Pituto shivers. Tara slips my fleece socks over her hands--she's forgotten her gloves and the air is ice. I ask Lolo the names of things. Disappointment Peak. Laguna de los Visiones. They seem apt.
I pause. "Who named these, Lolo?"
He smiles. Of course. Who else?
By the campfire the night before, he had described his childhood in poverty, the years they lost all their livestock in freak blizzards, when he had scabies and no medicine, when they survived on little more than bread and maté. There were times, he said, when he hated this place, when all he wanted was to escape it.
But somehow he survived those times and changed gears. His steep-sloped ranch was ill-suited to pasturing. Now with the handful of guests that come yearly, Lolo has managed a modest income from guiding others around his mountain refuge.
It occurs to me what a rarity we've found, here above Chile's southern forests.
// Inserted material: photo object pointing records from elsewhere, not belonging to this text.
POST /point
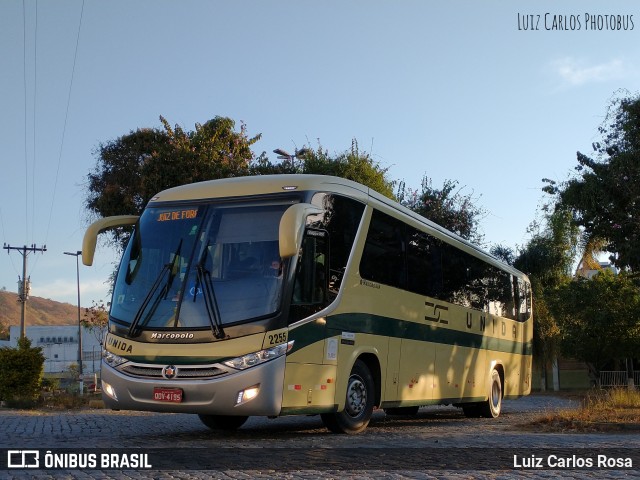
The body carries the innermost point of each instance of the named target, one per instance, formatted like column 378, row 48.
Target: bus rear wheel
column 359, row 403
column 223, row 422
column 492, row 407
A whole world unto itself, one man's for now, named and gently nurtured. One man's wilderness.
But it's also grey as an old hound, worn and damp. We approach the glowing blue underbelly to see water shoot out, gushing like an open hydrant. While it is the end of summer and melting is expected, the dripping wetness and the fast flow seem alarming.
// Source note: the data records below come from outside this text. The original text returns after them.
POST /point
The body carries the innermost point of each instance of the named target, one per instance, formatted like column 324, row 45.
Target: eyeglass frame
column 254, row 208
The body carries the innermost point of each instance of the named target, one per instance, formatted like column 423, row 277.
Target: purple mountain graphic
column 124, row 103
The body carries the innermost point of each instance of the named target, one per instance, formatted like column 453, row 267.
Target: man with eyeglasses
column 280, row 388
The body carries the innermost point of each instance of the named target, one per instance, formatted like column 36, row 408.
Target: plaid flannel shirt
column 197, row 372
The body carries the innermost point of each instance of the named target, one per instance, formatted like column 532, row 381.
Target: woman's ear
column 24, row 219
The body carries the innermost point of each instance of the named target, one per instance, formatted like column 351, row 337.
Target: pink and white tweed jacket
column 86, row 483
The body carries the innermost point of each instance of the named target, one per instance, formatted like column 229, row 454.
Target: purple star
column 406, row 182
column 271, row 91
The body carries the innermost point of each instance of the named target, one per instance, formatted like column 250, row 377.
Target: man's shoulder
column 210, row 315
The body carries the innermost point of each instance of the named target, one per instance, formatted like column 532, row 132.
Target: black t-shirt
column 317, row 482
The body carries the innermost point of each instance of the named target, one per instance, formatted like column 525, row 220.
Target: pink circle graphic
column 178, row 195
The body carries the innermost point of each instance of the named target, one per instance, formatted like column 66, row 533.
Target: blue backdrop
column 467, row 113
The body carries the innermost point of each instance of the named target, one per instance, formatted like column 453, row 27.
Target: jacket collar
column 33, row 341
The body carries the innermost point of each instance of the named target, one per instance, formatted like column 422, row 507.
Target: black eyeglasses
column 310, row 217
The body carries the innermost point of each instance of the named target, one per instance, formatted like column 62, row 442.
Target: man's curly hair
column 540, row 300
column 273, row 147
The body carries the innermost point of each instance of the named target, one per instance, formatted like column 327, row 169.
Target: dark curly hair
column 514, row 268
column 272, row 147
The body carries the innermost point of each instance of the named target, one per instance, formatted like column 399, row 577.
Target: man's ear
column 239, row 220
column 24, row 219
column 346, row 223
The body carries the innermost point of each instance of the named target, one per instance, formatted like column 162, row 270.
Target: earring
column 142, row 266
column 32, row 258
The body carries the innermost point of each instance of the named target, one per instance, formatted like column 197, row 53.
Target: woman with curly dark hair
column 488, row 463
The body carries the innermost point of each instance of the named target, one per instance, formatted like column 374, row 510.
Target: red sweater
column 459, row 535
Lolo's glacier has receded seven meters since he first saw it. It worries him. Each time he tells someone this, he studies their face. As if he could find some answer there.
It snows harder and we lunch under the eave of a rock on hard bread, salami and a thermos of coffee. Pituto stays warm hunting peanuts in the rubble. When the mist folds in close around us I ask if he's had these conditions before (the question really: can you find your way out?)
Not to worry, he says. And I believe him.